–Dr. A.R. Laurer, from the Coronet educational film Controlling Your Emotions (1950)
Part of the groundbreaking nature of Marvel Comics in the early 1960's was writer/editor Stan Lee's decision to depict superheroes in a much more realistic way than what had come before. Unlike the idealistic paragons of other publishers, Marvel characters would be quick to anger, easily frustrated, prone to sulking and sarcasm, distrustful, self-conscious, and pessimistic.
In other words, they mirrored the very kids and young adults who read their adventures!
In fact, from the very beginning in Fantastic Four #1 (1961), teenagers would find the perfect symbol of their volatile emotions and fiery passions in Johnny Storm, a.k.a. the Human Torch. However, unlike the controlled "glowing ember" look that's defined the Torch for most of his history, the first two issues of The Fantastic Four depicted Johnny as only a featureless and vaguely humanoid flame-shape...an obvious analogy of the roiling, chaotic emotionalism of the teenage years. Driving that point home is the dialogue in the second panel below, taken from Fantastic Four's origin story.
Ideally, through experience and maturity, teenagers eventually learn to harness and control their emotions...once again symbolized by the Torch a few issues later. The cover of Fantastic Four #3 marked the debut of Johnny's aforementioned "glowing ember" look, obviously the result of harnessing and controlling his power. Ultimately, it's a great little "parable" for the maturing process, as wild "fiery" youths focus and gradually improve themselves in their journey toward adulthood.
Of course, anyone who's followed my blog for awhile should know that whenever there's a mention of the Human Torch, his "polar opposite" Iceman can't be far behind...and this is no exception.

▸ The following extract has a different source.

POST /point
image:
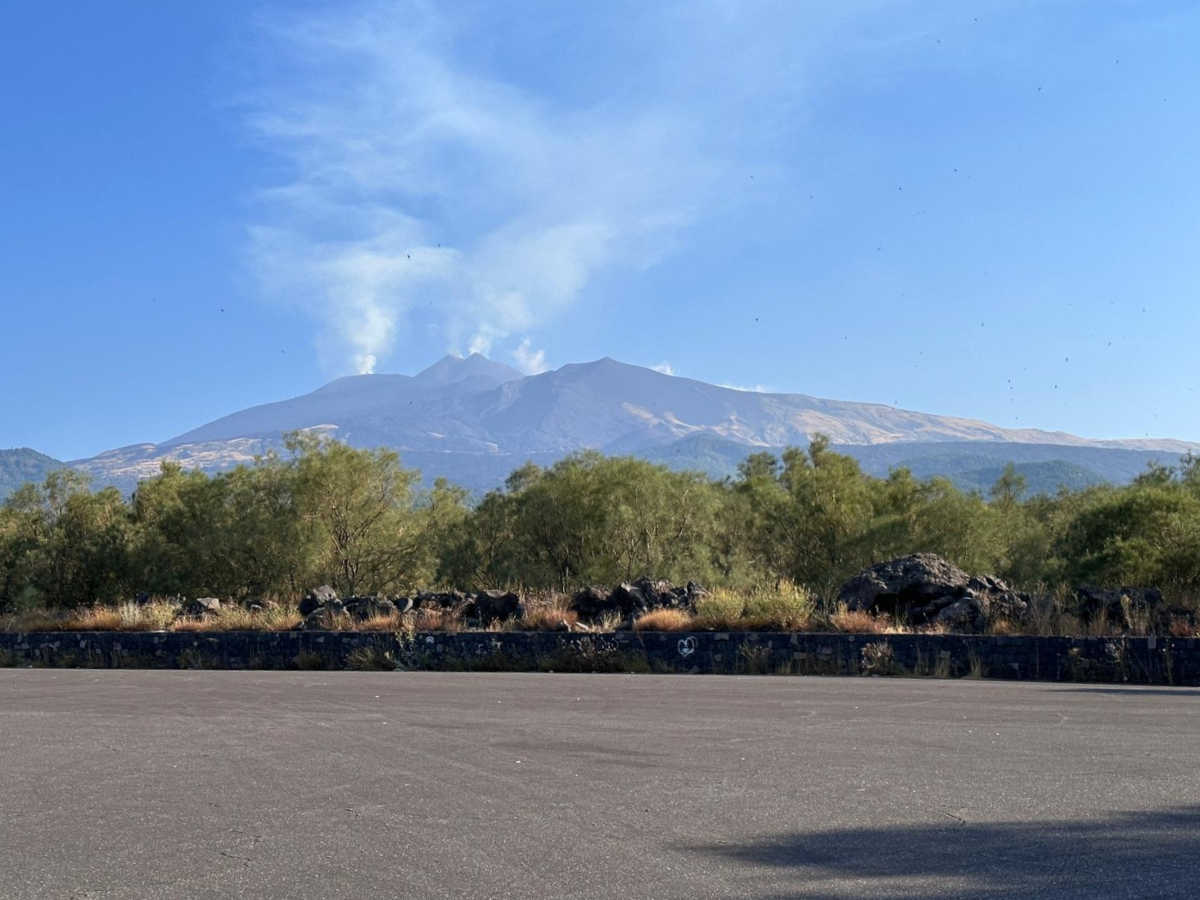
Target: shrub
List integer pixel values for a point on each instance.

Much like the indistinct early look of the Torch, teen mutant Bobby Drake looked like a lumpy, featureless snowman on the cover of X-Men #1 (1963).
Although it took Bobby a bit longer than Johnny to fine-focus his emotions...er, powers, by X-Men #9 (1965) he'd assumed his familiar crystalline form. Ah...but much like a real kid learning self-control from a parent or mentor, note how his older teammate (and parent-figure) Cyclops taught him to exert more control over his icy powers.
Self-control analogies aside, I think that final line of Bobby's wonderfully sums up the tempestuous teenage spirit of the Marvel Comics glory years.